1. Depth of a well balanced binary tree with m leaves is equal to

`log₂(_m_) = log(m)/log(2)`

Therefore, 1M instances => Depth = log(10^6) = `>=20`

2. A node's Gini impurity is mostly lower than it's parent. Since the `CART` training algorithm splits the node in such a way that the weighted sum of it's children's impurity is less than parent's. But, there can be some cases where a node can have higher impurity than parent but it should be compensated by the other child node being pure or very less, such that the weighted sum will be less than the parent node.

3. Decreasing `max_depth` => constraining the model, i.e regularizing it.

4. Decision Trees do not care if the data is scaled or unscaled i.e one of the best things about them. Scaling the data if the decision tree is underfitting is a waste of time.

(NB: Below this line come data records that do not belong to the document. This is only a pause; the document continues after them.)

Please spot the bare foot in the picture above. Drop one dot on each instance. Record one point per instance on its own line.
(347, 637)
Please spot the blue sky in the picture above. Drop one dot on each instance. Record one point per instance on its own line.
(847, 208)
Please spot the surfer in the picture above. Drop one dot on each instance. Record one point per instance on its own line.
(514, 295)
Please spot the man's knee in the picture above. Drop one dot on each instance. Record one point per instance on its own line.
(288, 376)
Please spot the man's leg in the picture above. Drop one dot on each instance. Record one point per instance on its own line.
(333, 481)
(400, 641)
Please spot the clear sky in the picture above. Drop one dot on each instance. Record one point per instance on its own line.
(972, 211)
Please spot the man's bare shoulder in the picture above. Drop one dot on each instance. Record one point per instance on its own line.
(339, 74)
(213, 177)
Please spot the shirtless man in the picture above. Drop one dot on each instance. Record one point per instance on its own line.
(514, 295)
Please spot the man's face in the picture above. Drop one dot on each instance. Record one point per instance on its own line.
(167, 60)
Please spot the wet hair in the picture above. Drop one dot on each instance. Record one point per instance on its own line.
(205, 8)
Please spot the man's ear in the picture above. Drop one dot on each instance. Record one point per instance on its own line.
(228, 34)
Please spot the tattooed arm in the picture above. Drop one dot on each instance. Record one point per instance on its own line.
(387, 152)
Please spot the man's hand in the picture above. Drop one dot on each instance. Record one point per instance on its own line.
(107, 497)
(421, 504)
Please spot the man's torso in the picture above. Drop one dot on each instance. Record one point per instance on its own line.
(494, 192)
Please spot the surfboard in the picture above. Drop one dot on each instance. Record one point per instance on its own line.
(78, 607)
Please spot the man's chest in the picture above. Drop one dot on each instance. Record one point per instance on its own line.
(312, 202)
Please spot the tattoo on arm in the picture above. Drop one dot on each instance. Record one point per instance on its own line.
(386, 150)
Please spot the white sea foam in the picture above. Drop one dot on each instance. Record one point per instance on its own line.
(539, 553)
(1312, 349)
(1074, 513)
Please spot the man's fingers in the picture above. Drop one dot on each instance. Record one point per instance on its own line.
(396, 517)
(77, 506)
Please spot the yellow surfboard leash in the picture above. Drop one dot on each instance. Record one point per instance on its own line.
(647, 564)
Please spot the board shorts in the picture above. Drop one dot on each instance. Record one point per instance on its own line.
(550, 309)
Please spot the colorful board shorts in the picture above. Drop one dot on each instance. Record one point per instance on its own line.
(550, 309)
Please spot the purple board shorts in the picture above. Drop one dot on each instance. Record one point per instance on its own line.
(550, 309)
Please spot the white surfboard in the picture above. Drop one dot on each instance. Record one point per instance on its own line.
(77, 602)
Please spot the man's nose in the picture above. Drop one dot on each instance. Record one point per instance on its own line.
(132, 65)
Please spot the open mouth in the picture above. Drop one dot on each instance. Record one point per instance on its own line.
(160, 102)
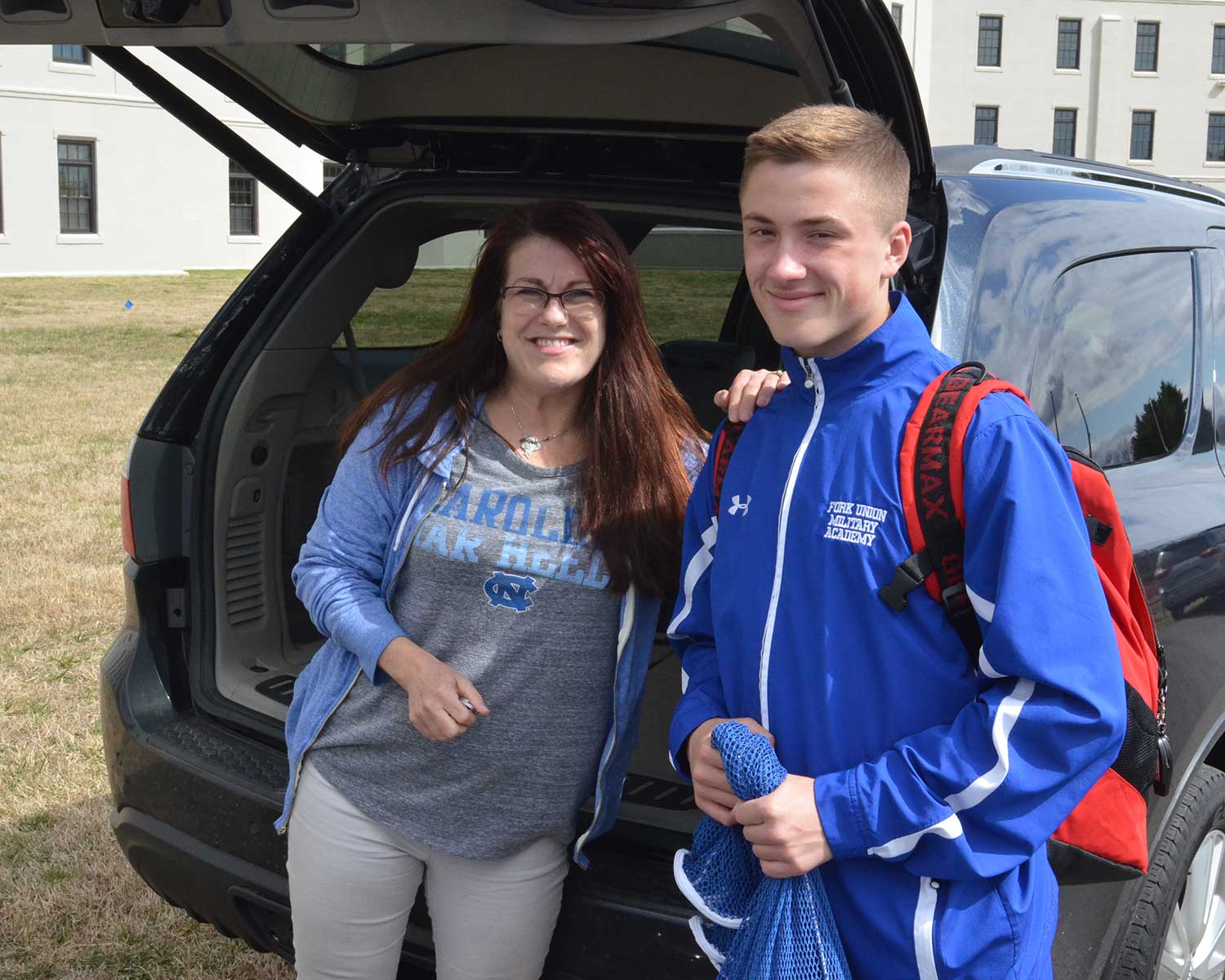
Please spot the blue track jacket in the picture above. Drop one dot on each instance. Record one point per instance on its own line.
(938, 784)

5. Computational Complexity is _O_(_n_ × _m_ log₂(_m_)). o if you multiply the training set size by 10, the training time will be multiplied by _K_ = (_n_ × 10 _m_ × log₂(10 _m_)) / (_n_ × _m_ × log₂(_m_)) = 10 × log₂(10 _m_) / log₂(_m_). If _m_ = 10<sup>6</sup>, then _K_ ≈ 11.7, so you can expect the training time to be roughly 11.7 hours.

6. If the number of features will double, the time will also double roughly.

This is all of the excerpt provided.